16 P Chemotherapy induced emesis. management of early and delayed emesis in milder emetogenic regimens

The objective of the study was to examine the problem of control of nausea and vomiting induced by non-cisplatin cyclophosphamide-based chemotherapic regimens in breast cancer patients. This was a randomized double-blind, parallel-group and placebo controlled study comparing the efficacy of four antiemetic therapeutic regimens (A:Ondansetron for 3 days; B:Ondasetron plus Metoclopramide; C:Granisetron given a single dosis and D:Ondansetron given in a single dosis) in breast cancer patients receiving Cyclophosphamide, Methotrexate and 5-Fluoracil (CMF) regimen (174 cycles) and Cyclophosphamide, 4-Epiadryamicin and 5-Fluoracil (FEC) regimen (132 cycles).
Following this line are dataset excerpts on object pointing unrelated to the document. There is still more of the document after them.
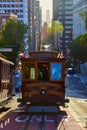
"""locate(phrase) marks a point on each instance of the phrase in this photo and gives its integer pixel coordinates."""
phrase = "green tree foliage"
(83, 15)
(13, 34)
(78, 49)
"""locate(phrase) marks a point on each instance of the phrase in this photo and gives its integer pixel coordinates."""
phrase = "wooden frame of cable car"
(43, 79)
(5, 78)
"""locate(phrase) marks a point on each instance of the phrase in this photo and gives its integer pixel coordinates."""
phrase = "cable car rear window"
(56, 69)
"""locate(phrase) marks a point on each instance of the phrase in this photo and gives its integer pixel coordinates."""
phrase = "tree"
(83, 15)
(13, 35)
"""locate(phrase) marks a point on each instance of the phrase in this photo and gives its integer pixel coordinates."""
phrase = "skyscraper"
(62, 11)
(28, 12)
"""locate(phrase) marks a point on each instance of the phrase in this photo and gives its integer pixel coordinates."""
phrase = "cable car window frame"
(29, 71)
(52, 78)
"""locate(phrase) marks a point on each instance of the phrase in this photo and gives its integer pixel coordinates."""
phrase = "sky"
(46, 4)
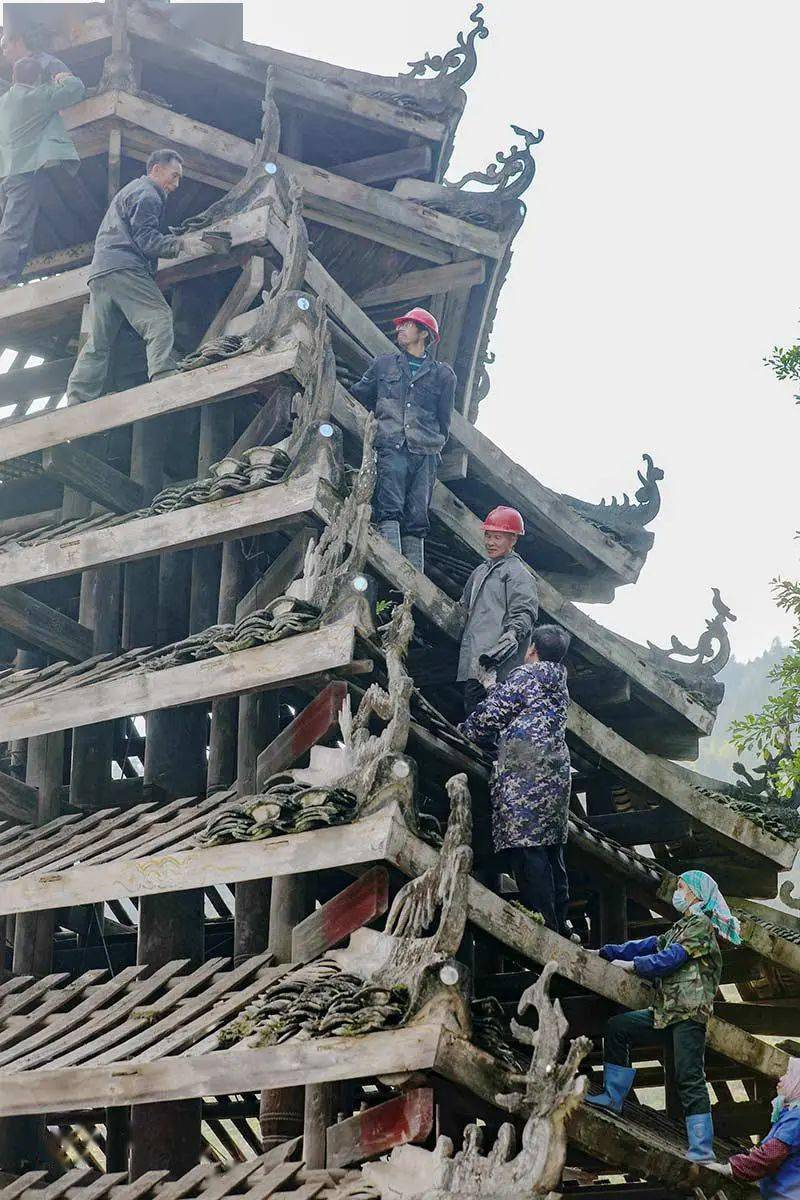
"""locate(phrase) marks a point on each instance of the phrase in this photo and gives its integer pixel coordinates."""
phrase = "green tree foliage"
(773, 733)
(786, 365)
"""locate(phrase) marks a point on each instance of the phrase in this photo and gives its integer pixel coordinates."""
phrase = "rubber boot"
(390, 531)
(699, 1134)
(414, 550)
(618, 1083)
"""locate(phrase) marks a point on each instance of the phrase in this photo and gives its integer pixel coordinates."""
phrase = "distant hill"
(746, 688)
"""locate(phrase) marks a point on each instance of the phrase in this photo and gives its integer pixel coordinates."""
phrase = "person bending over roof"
(685, 965)
(34, 141)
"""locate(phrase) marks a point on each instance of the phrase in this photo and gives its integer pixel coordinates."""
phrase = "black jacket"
(130, 238)
(413, 409)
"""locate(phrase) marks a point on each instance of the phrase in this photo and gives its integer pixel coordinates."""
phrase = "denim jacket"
(413, 409)
(130, 237)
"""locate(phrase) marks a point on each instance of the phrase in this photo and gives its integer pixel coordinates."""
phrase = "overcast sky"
(657, 265)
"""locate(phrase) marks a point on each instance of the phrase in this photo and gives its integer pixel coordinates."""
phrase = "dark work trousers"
(116, 298)
(20, 197)
(542, 881)
(474, 693)
(403, 489)
(689, 1049)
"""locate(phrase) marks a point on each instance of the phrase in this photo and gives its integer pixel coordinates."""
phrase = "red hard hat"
(505, 520)
(422, 317)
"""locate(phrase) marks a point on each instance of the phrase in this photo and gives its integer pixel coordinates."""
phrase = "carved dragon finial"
(552, 1089)
(713, 648)
(625, 519)
(457, 65)
(342, 549)
(512, 173)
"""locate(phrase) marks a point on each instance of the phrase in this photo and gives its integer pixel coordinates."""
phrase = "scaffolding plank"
(277, 507)
(175, 870)
(178, 393)
(222, 1073)
(302, 657)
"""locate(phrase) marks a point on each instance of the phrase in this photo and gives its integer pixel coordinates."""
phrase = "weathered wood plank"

Both, number of emetic episodies (early and delayed emesis) and quality of life were evaluated. In patients receiving CMF there were no differences between regimens A, B and C in controlling early emesis. The single dose Ondansetron regimen (D) showed the worst resuts (p=0.003). Delayed emesis was best controlled by the “3 days-regimens” (A and B). In patients administered a FEC treatment, the antiemetic efficacy was superior for the single Granisetron regimen (C) if early emesis was considered. Moreover, efficacy of single Granisetron dosis (C) was similar to the 3-days Ondansetron regimen (A) in controlling delayed emesis after FEC treatment. The single Ondansetron regimen showed again the worst results (p=0.007). Despite different antiemetic schedules, nausea and emesis are significant problems in patients receiving cyclophosphamide-based chemotherapy.